Tuesday, May 15, 2012

How do I transfer Florida Real Estate of Deceased Non-Resident?

Unfortunately, probate. 

There are various procedures to transfer a decedent's Florida real estate to the surviving spouse, beneficiaries of domicile estate depending on: (1) the value of the real estate, (2) the amount of time since death, and (3) if domiciliary proceedings have occurred.  Florida law provides simplified probate in several incidences of ancillary administration. 

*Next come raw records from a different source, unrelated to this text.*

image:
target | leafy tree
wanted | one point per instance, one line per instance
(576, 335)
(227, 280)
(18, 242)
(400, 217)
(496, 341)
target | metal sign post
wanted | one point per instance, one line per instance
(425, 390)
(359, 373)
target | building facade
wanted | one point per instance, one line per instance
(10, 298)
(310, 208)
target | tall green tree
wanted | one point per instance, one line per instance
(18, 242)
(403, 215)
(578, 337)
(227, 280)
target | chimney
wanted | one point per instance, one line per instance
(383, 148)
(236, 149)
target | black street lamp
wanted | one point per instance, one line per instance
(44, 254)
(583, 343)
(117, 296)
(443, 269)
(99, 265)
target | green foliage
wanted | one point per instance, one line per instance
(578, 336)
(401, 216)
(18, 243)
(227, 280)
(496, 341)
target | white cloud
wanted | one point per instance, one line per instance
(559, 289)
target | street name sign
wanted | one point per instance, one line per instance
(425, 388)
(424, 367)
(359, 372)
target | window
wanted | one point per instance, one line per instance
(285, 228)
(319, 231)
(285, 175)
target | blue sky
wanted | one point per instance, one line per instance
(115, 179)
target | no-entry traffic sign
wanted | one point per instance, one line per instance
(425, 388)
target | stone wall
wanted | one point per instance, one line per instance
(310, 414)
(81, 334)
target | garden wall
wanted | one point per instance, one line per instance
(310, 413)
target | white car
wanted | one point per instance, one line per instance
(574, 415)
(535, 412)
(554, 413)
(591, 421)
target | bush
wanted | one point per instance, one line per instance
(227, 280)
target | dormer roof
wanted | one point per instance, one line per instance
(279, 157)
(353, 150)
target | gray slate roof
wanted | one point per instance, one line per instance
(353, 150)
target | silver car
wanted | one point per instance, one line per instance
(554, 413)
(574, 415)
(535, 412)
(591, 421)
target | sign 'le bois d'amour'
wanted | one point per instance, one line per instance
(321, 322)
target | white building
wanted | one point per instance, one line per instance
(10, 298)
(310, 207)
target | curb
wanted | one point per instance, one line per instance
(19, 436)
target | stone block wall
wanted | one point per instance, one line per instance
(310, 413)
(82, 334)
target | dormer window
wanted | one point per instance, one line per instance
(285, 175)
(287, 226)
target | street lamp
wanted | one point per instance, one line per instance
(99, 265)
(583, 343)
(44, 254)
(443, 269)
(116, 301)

If the decedent died with a will and less than $50,000.00 in Florida assets, the foreign Personal Representative (appointed in the state of domicile) may petition the Florida court to admit the foreign will to probate in Florida with a authenticated transcript of the domicile probate record.  Publication to creditors is optional. F.S. 734.1025

Ancillary summary administration is available for intestate estates (no will) if the Florida assets are less than $75,000.00. Florida Probate Rule 5.470 states:

(a) Petition. The petition for ancillary letters shall include an authenticated copy of so much of the domiciliary proceedings as will show:
(1) for a testate estate the will, petition for probate, order admitting the will to probate, and authority of the personal representative; or
(2) for an intestate estate the petition for administration and authority of the personal representative to act.
(b) Notice. Before ancillary letters shall be issued to any person, formal notice shall be given to:
(1) all known persons qualified to act as ancillary personal representative and whose entitlement to preference of appointment is equal to or greater than petitioner's and who have not waived notice or joined in the petition; and
(2) all domiciliary personal representatives who have not waived notice or joined in the petition.
(c) Probate of Will. On filing the authenticated copy of a will, the court shall determine whether the will complies with Florida law to entitle it to probate. If it does comply, the court shall admit the will to probate.
 
Call Neilson Law today to determine the right probate procedure!

Is it possible to Probate a COPY of a Will without the ORIGINAL in Florida?

Yes.  Florida law presumes that a will has been lost or destroyed if the original is not located, however that presumption may be overcome.  Florida Statutes provide a procedure for probate of a lost or destroyed will.  Section 773.207 states:

"Any interested person may establish the full and precise terms of a lost or destroyed will and offer the will for probate. The specific content of the will must be proved by the testimony of two disinterested witnesses, or, if a correct copy is provided, it shall be proved by one disinterested witness."
 
Florida Probate Rule 5.510 governs the procedure for probate of a lost or destroyed will.  

Rule 5.510. Establishment and Probate of Lost or Destroyed Will
(a) Proceeding. The establishment and probate of a lost or destroyed will shall be in one proceeding.
(b) Petition. The petition, in addition to reciting information required under these rules for petition for administration, shall include a statement of the facts constituting grounds on which relief is sought, and a statement of the contents of the will or, if available, a copy of the will.
(c) Testimony. The testimony of each witness in the proceeding shall be reduced to writing and filed and may be used as evidence in any contest of the will if the witness has died or moved from the state.
(d) Notice. No lost or destroyed will shall be admitted to probate unless formal notice has been given to those who, but for the will, would be entitled to the property thereby devised.
(e) Order. The order admitting the will to probate shall state in full its terms and provisions.
 
If you are an interested party in a decedent's estate and you are unable to locate the original will, you may administer the estate with a copy by meeting the Florida statutory requirements.